Si bien es cierto que la administración y operación de estos proyectos estará a cargo de la Secretaría de la Defensa y de la de Marina, lo cual asegura que los beneficios se canalicen en forma adecuada hacia lo que realmente hace falta, las empresas que se instalen en torno a ellos, y que van a ser muchas y de todas partes, se verán obligadas a importar mano de obra calificada, productos y servicios que las comunidades locales no sean capaces de proporcionarles.

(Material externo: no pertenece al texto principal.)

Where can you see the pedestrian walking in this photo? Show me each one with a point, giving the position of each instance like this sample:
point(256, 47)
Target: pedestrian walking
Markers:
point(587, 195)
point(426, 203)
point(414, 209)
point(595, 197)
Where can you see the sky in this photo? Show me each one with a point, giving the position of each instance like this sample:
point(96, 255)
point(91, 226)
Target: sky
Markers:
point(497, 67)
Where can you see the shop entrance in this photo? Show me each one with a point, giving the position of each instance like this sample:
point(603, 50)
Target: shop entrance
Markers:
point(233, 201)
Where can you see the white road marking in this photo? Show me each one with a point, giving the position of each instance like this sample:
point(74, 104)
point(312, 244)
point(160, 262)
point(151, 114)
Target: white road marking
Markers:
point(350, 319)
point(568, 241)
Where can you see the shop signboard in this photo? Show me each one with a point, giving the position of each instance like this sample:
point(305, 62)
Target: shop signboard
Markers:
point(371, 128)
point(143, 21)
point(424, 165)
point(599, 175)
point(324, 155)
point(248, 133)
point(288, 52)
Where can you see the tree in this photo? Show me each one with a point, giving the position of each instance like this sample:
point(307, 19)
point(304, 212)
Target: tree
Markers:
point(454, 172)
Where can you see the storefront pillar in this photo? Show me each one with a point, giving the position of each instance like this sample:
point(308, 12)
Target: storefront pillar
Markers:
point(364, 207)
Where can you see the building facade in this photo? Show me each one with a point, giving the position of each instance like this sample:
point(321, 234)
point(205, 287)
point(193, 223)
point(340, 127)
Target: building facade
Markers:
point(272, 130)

Salvo por la plataforma de gobierno presentada por el Diputado Benjamín Robles para encabezar el gobierno de Oaxaca a partir del año que viene, parece que ninguna otra contempla la necesidad de reorientar los planes de estudios en las escuelas y universidades de los estados y las regiones, a fin de que los estudiantes y adultos jóvenes se capaciten en las disciplinas que van a requerir para trabajar en empresas ligadas a estos proyectos.

De la misma importancia que tiene la reorientación de los planes de estudios es contar con programas de capacitación, financiamiento e impulso a las pequeñas y medianas empresas existentes, para que puedan prepararse en la producción de los bienes y servicios que demandarán no solamente las empresas que se instalen alrededor de los proyectos, sino los consumidores, visitantes y turistas que serán atraídos en grandes cantidades a partir de las operaciones de ellos.

Por último y aún más importante es contar con programas de financiamiento, capacitación y asesoría para la creación de nuevas empresas y cooperativas locales que se orienten hacia la satisfacción de las necesidades de estos nuevos mercados que están por explotar en las regiones del sureste del país, y para los cuales son muy pocos los planes de gobiernos estatales que están viendo seriamente la reorientación de sus presupuestos estatales hacia estas actividades que hoy son fundamentales, prioritarias y hasta urgentes a fin de no desperdiciar las oportunidades que presenta el enorme esfuerzo de desarrollo de los grandes proyectos del gobierno federal.

Junto con los estados de Quintana Roo, Yucatán, Tabasco, Chiapas y Campeche que poco a poco se van dando cuenta de la necesidad urgente de reorientar las acciones de desarrollo económico en ese sentido, parece que solamente en Oaxaca, en caso de que Robles llegue a gobernarlo, se podrá impulsar de inmediato el reajuste de la currícula en los planes de estudio para avanzar a la velocidad que se necesita en la capacitación de su juventud hacia el aprovechamiento de los recursos que verdaderamente cambien el perfil socioeconómico de la región y terminen de una vez por todas con la pobreza extrema de estados que habían sido olvidados durante décadas.